Situations like the God Bless the USA Bible present easy occasions for all the token anti-Trump voices to stomp on Trump for bastardizing Christianity.

They are not altogether wrong to pounce.

Trump peddling a patriotic Bible is gimmicky civil religion. Even if Bibles like this are a well-worn gimmick by now, the Bible is no prop, and Christians would do well to resist the syncretistic ploy of melding church and state in this way.

But being even-handed requires criticism to go in all directions. You know what’s also worth criticizing? The Democratic platform’s assault on human nature and human dignity.

Allowing what is popular and politically correct to determine the intensity and proportion of moral outrage is not the way for Christians. A wrong is a wrong regardless of whose tribe does it.

I don’t mean to engage in a classic example of “whataboutism.” I simply want to put all offenses on the table. Moreover, there are some sectors of American evangelicalism that would do well to express more outrage, even any outrage for that matter, at the Democrats’ anti-human agenda rather than directing the entirety of their ire at the former president’s behavior.

I want a United States where non-Christian presidents do not invoke the Bible for their own political gain. I also want a United States where one of the major parties is not in high rebellion against God’s creation. The former is cartoonish, cringey, and crudely utilitarian. But the latter is bloody, deadly, and also violently utilitarian.

I see no evidence to suggest that the former president is a born-again Christian. But, as I said, it’s Holy Week.

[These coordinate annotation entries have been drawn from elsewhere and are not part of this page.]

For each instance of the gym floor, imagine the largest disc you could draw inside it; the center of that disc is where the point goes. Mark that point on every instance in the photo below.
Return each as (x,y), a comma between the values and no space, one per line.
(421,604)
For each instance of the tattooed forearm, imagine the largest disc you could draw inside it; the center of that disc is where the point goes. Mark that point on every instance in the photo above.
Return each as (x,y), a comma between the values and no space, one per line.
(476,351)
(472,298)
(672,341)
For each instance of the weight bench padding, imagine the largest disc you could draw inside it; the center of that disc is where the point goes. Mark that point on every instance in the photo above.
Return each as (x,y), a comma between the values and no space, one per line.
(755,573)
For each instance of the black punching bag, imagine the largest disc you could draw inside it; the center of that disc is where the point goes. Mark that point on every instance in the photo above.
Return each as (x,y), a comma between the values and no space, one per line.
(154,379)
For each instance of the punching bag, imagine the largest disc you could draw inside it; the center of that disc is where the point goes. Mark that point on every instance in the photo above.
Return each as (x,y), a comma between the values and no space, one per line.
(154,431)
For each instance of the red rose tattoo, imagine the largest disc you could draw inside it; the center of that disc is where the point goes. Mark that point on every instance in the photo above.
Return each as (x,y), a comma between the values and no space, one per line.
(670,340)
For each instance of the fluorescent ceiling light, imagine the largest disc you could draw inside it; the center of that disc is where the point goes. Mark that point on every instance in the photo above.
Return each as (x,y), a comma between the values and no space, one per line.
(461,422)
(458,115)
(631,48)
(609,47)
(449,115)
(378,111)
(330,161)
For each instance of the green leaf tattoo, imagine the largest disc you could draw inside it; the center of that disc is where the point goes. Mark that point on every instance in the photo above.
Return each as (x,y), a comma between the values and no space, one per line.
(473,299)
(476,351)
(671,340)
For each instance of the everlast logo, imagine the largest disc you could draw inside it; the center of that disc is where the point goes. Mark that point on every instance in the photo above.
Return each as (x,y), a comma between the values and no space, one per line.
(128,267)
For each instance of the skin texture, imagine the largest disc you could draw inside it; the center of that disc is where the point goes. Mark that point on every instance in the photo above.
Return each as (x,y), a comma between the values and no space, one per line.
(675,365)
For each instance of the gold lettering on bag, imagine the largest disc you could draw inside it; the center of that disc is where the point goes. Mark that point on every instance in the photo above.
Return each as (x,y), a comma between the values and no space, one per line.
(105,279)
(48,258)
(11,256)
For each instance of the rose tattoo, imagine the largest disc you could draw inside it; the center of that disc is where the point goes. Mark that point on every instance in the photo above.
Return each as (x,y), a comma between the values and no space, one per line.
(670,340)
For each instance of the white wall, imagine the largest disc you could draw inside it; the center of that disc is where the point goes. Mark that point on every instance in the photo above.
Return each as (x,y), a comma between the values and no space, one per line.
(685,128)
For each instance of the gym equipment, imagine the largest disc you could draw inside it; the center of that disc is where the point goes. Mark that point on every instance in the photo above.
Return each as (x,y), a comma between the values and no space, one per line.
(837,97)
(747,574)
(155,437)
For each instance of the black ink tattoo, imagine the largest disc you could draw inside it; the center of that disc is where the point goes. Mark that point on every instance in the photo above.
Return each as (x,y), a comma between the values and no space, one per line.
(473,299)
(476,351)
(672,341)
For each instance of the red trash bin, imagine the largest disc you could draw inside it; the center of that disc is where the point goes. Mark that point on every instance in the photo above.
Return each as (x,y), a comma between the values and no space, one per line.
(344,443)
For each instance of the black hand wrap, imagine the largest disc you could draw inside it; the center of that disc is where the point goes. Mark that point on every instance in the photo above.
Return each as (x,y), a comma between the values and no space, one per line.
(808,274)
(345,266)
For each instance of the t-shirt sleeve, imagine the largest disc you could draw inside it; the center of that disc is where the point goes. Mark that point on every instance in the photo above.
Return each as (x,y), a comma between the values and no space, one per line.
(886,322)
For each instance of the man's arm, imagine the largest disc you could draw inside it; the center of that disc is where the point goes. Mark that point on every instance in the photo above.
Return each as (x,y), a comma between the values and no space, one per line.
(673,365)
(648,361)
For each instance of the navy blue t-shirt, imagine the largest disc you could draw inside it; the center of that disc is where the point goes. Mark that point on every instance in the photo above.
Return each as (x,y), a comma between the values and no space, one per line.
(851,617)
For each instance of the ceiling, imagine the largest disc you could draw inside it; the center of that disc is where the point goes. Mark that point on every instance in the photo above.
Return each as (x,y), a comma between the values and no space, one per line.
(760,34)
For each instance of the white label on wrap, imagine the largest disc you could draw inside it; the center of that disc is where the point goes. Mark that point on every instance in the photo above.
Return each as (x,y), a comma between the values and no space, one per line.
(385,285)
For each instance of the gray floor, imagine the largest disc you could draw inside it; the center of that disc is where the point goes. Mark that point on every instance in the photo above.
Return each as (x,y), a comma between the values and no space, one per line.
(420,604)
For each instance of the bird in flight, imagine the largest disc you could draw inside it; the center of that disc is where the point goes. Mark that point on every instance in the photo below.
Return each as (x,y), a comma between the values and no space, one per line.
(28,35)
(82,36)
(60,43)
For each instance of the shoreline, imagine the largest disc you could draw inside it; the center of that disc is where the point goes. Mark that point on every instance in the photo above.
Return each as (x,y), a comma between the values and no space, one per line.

This is the capstone week of the Christian narrative, which means I should not end this column merely angry or annoyed but redemptive, because the gospel is good news for Donald Trump, too.

Mr. President, Jesus loves you. He was punished for the sins of His people and raised on the third day to demonstrate and prove that He is the Savior of the world. If you repent of your sins and throw yourself at the mercy of Christ, He will forgive you and reconcile you to Him. Jesus can give you a new life.

Do you know why? Because the Bible tells me so.